Her first excuse for kicking up a stick was because her legs hurt, but as so often happens when emotions run high a whole host of other complaints piggybacked on until my eldest was left a weeping ball of emo. Numerous failures at getting her to ratchet down the angst left me little choice but to cancel her plans for the evening and banish her to bed.
This did not make her terribly happy. So far from happy did it make her that the entire house shook as she stomped her way upstairs, flinging behind her the most caustic commentary about my parenting ability and ranking amongst all the other mommies.
“My throat hurts,” she whispered hours later, having been cured at least temporarily by soup, snuggles and the most important medicine, time.
“Why do you suppose that is,” I asked. I’d invited her to curl in bed with me and read before sleep but we were doing more talking than reading.
“Because I was screaming so much?”
You think? I said to myself. Out loud I told her, “Now that you’re entering puberty, you’ll probably notice that your emotions are getting much stronger. Hormones…”
She cut me off. “Mom, look at my chest.” She pulled her shirt tight and thrust the flatness in my direction. “There’s nothing there. Nothing!”
She had a point. “Nevertheless, your body is starting to make more hormones. You feel things very, very intensely when you’re a teenager.” And for long after that if you’re anything like your mom, I thought.
“Mom. I am not a teenager. I am a tween!” she said, which was all very true despite behavior to the contrary including a dramatic over-head arms fling she executed in tandem with her final words.
When we first climbed into bed I’d noticed the whiff of an odor I was sure emanated from beneath my own arms, but a subtle turn-n-sniff yielded evidence that my deodorant was still doing its job. Had another creature smeared some unspeakable bodily fluid over my bed, I wondered vaguely, but when my tween-aged darling threw up her hands I had my answer. I grabbed her arm with the intention of doing a confirmatory test but six inches away the odor knocked me back. “Child,” I exclaimed, “You stink!”
“I do not!” she jerked her arm away and looked shocked.
“You do,” I told her, and encouraged her in the strongest of terms to being using (and not just admiring) the stick of deodorant I’d bought for her some months back. What an unenviable place to find oneself, I thought. Young enough to fall victim to the most gawdawful fits and old enough for stinky pits.
It’s going to be a long adolescence.




My daughter also stinks. I get the opposite reaction when I talk to her about it – her response is: “I smell wonderful!” then she skips from the room. I have finally started getting her to wash her face which I consider a small victory. We haven’t been getting fits, but mainly breakdowns. A paper gets ripped or book is lost – and she is in hysterics.

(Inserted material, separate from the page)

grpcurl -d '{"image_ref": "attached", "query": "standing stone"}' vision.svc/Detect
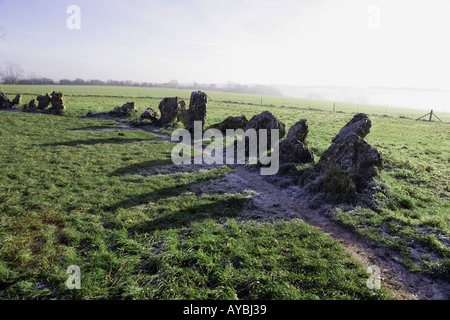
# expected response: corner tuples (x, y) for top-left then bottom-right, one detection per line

It’s so hard to understand acutely what she’s going through while she does not herself. All I feel I can do is hang onto her – stinky pits and all – and help her get through the ride as best I can.

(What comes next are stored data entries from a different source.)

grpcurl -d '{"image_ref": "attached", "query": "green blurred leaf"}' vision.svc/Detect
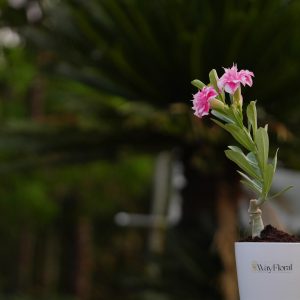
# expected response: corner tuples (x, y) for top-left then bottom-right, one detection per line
(228, 145), (244, 154)
(272, 148), (279, 174)
(246, 101), (257, 138)
(238, 170), (262, 193)
(211, 110), (233, 123)
(225, 149), (261, 180)
(269, 185), (293, 200)
(240, 180), (262, 194)
(255, 127), (269, 172)
(212, 119), (254, 151)
(230, 106), (244, 128)
(262, 163), (274, 199)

I admire all mothers, especially those of adolescents and teens…you’ve got the emotional strength to stiff-upper-lip the never-ending stream of tantrum directed square at you, the experience to outsmart them at their own game, and the knowledge that this, too, shall pass.

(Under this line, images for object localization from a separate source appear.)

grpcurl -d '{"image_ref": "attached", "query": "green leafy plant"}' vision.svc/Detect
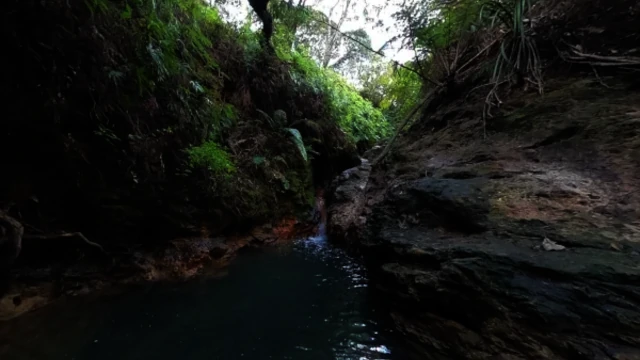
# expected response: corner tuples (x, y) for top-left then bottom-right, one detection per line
(186, 141), (236, 176)
(360, 60), (423, 124)
(484, 0), (542, 88)
(85, 0), (109, 17)
(288, 51), (391, 145)
(252, 156), (266, 166)
(286, 128), (308, 162)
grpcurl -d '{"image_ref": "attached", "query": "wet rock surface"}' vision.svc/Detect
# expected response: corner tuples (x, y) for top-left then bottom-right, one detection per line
(327, 79), (640, 359)
(326, 159), (372, 244)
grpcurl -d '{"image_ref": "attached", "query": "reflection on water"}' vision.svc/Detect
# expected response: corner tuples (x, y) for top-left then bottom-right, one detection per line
(0, 234), (401, 360)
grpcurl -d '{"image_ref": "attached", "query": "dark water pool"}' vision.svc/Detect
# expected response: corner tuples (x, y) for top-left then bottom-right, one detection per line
(0, 234), (404, 360)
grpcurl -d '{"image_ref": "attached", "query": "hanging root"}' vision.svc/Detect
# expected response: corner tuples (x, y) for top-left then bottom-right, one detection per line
(561, 45), (640, 67)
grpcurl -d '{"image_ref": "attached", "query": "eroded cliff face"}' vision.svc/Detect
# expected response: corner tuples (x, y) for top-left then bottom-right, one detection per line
(327, 77), (640, 359)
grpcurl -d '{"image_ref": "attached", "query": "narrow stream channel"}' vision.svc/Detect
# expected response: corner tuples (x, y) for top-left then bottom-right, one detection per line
(0, 230), (403, 360)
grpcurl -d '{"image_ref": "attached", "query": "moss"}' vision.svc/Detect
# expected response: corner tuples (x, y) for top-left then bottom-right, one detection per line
(186, 141), (235, 176)
(286, 167), (315, 206)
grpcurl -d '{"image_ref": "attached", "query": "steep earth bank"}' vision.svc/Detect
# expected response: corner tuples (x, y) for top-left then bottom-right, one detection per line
(0, 0), (363, 319)
(326, 1), (640, 357)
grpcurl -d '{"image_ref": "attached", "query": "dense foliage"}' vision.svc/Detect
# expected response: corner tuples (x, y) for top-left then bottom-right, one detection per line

My hat is off to all of you!!!
Best,
Baby Girl :-)
Aren’t all adolescenses long? I’m 54 and still in mine.
But… but… I thought the toddler years were when all the awfulness happened. Terrible twos, right? Are you telling me it gets WORSE? Will it never end? I think I’m gonna go throw a tantrum in my room for a bit.
Three is exponentially worse than two. Gird your loins. :)
If #3 child is worse at 3 then she is now. at 2..God help me…lol
I have a soon-to-be 12 year-old. Son. I can’t tell if this is better or worse than a daughter, but I buckle my seatbelt and do a “did you put your deodorant on?” check daily.
Good Luck,, it only gets more “fun”,from here on out…
I have 3 children, 2 sons and a daughter. I adore them and may I say that the teen years are SO wild, it is exhausting and exhilarating all at the same time. The hormones and emotions of a girl are downright god awful, hehe. I wonder how my mother didn’t put me out on the doorstep! I wish you well!!
I have 3 girls, and I remember when each of them got to the point where they started to stink like that…lol…especially my oldest who is 1/2 Chaldean…she would get into the car when I would pick her up after school and I could smell her before she got all the way in! All I could think was, OMG all the kids have to be able to smell that too! Now it’s my youngest who is going through that..and you will have to check and remind lots of time before they get it and remember it on their own, but they eventually do.
My poor eldest niece – my sister-in-law shared at a packed thanksgiving table once the conversation her daughter had with her a few days prior about shaving her armpits, the subject of which came up after her younger sister demanded to trade shirts (her tee for younger sis’ tank) and she wouldn’t acquiesce. The poor thing was mortified as her entire extended family became aware at the same time that she had hairy armpits. May I have the forethought not to blurt out info like this on my future kid!
Yeah, it’s long and seems longer but it will end. Really, it does.